Comelec to Smartmatic: Convince us of your right to bid
MANILA, Philippines–The commission on Elections’ bids and awards committee (BAC) has ordered automated poll system vendor Smartmatic to explain why it should not be blacklisted from all agency biddings for the 2016 presidential elections.
In a Nov. 25 notice, the BAC gave Smartmatic until this week to dispute allegations by nine poll watchdog groups that it had misrepresented itself as the manufacturer and owner of the precinct count optical scan (PCOS) machines the Comelec had earlier bought.
The BAC summoned all bidding records and qualification requirements submitted by Smartmatic for its “perusal in relation to the issues that have been raised in connection with the 2009 (PCOS) procurement process.”
The Comelec notice, a copy of which was obtained by the Inquirer, was signed by BAC chair Helen Aguila-Flores, vice chair Jubil Surmieda and member Charlie Yap and addressed to Filipinas Ordoño, Smartmatic’s sales manager and authorized representative.
Answer allegations first
The BAC cited the following nongovernment organizations as being behind the filing of a 210-page complaint against Smartmatic: Citizens for Clean and Credible Elections (C3E); National Labor Union; Anti-Trapo Movement of the Philippines; League of Elder and Aging Persons; Philippine Association of Free Labor Unions; Kaakbay Citizens Development Initiatives; Filipino Service Workers; ACCO Homes Neighborhood Association; and Alliance of Government and Private Retired Employees.
In a related development, former Comelec Commissioner Gregorio Larrazabal said Smartmatic should first answer all the issues raised against it before the poll agency could even consider its qualification to supply additional PCOS machines.
“They have to answer those questions before they continue,” said Larrazabal, who was in charge of the Comelec’s automated poll system in 2010.
In a statement, Larrazabal also said: “If they can answer, good. If they cannot, you know Smartmatic is not the only vendor in the world. There are several who can provide us with an automated election.”
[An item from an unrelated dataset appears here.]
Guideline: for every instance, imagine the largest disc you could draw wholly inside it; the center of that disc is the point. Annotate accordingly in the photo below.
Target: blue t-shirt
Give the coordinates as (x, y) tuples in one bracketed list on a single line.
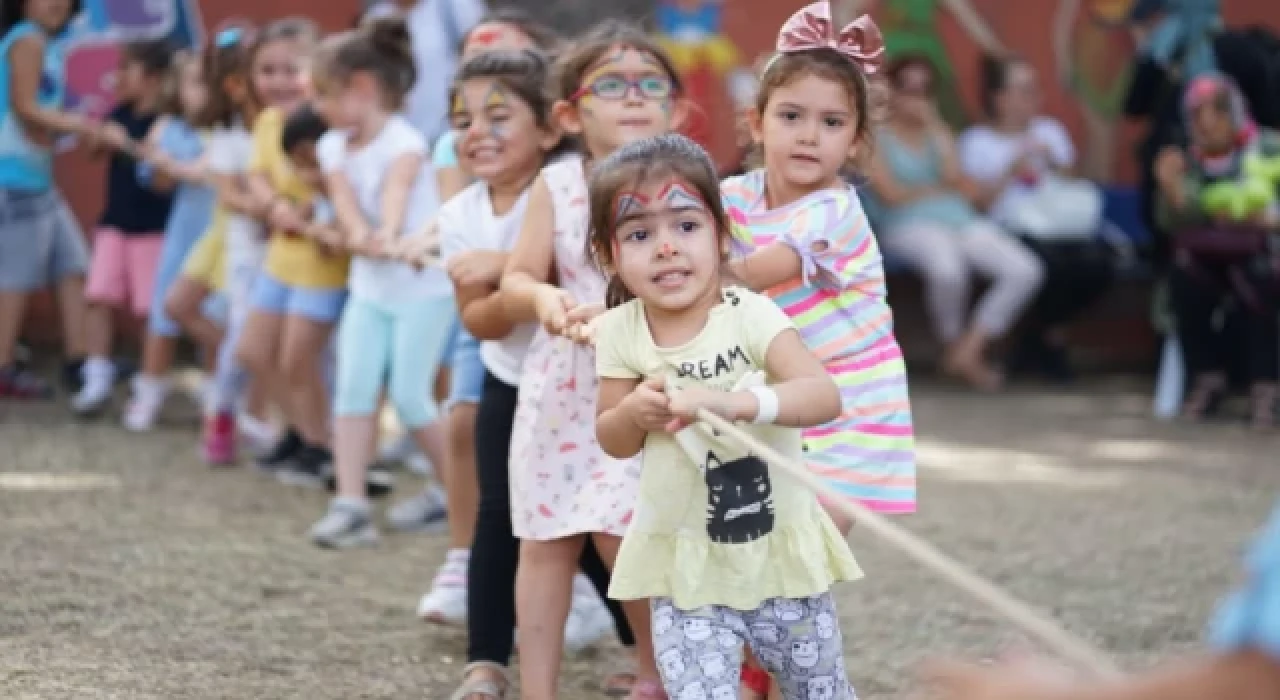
[(23, 163), (1249, 618), (132, 206), (446, 154)]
Last week, the C3E-led coalition formally asked the Comelec to blacklist Smartmatic for alleged misrepresentation and violation of its supply contract and the automated election law.
The group pointed out that the foreign company was not the manufacturer of the voting machines contrary to its claim that Taiwan-based Jarltech International Corp. was its subsidiary when it submitted its ISO certification to the Comelec in 2009.
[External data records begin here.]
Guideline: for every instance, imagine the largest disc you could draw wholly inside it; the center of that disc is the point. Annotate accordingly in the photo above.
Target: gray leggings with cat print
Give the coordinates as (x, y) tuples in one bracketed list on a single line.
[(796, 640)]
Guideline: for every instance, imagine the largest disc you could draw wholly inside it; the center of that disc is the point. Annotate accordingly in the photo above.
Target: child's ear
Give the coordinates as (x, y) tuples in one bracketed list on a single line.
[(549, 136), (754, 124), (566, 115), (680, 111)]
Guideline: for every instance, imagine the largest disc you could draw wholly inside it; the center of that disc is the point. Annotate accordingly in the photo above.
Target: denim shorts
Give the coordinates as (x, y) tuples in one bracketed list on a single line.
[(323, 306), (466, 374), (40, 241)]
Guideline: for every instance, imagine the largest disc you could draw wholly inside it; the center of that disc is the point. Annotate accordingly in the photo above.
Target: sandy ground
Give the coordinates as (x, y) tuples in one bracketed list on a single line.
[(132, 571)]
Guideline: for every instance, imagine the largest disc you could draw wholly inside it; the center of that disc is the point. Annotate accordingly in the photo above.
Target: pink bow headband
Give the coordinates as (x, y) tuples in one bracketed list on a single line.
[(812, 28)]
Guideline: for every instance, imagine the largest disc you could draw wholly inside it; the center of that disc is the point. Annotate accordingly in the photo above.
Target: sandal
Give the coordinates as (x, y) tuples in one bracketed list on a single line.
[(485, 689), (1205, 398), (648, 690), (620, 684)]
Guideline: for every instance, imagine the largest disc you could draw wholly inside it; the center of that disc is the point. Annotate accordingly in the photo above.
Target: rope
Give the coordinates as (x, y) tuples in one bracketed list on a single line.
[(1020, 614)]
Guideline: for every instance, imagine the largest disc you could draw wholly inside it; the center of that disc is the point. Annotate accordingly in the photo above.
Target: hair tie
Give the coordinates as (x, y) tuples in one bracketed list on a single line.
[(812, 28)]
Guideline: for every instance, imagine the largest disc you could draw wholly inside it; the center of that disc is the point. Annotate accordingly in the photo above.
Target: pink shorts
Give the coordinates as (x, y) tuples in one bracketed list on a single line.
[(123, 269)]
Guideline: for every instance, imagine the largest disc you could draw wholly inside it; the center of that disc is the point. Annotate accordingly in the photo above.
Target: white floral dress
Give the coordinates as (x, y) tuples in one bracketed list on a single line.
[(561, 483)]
The ISO certification was among the requirements for a supplier of the PCOS machines.
It turned out that Smartmatic was “neither a majority owner of Jarltech; it merely subcontracted the production of the PCOS machines to Jarltech,” C3E said.
Smartmatic, the group said, was guilty of misrepresentation for claiming it owned the automated election technology used in the 2010 polls.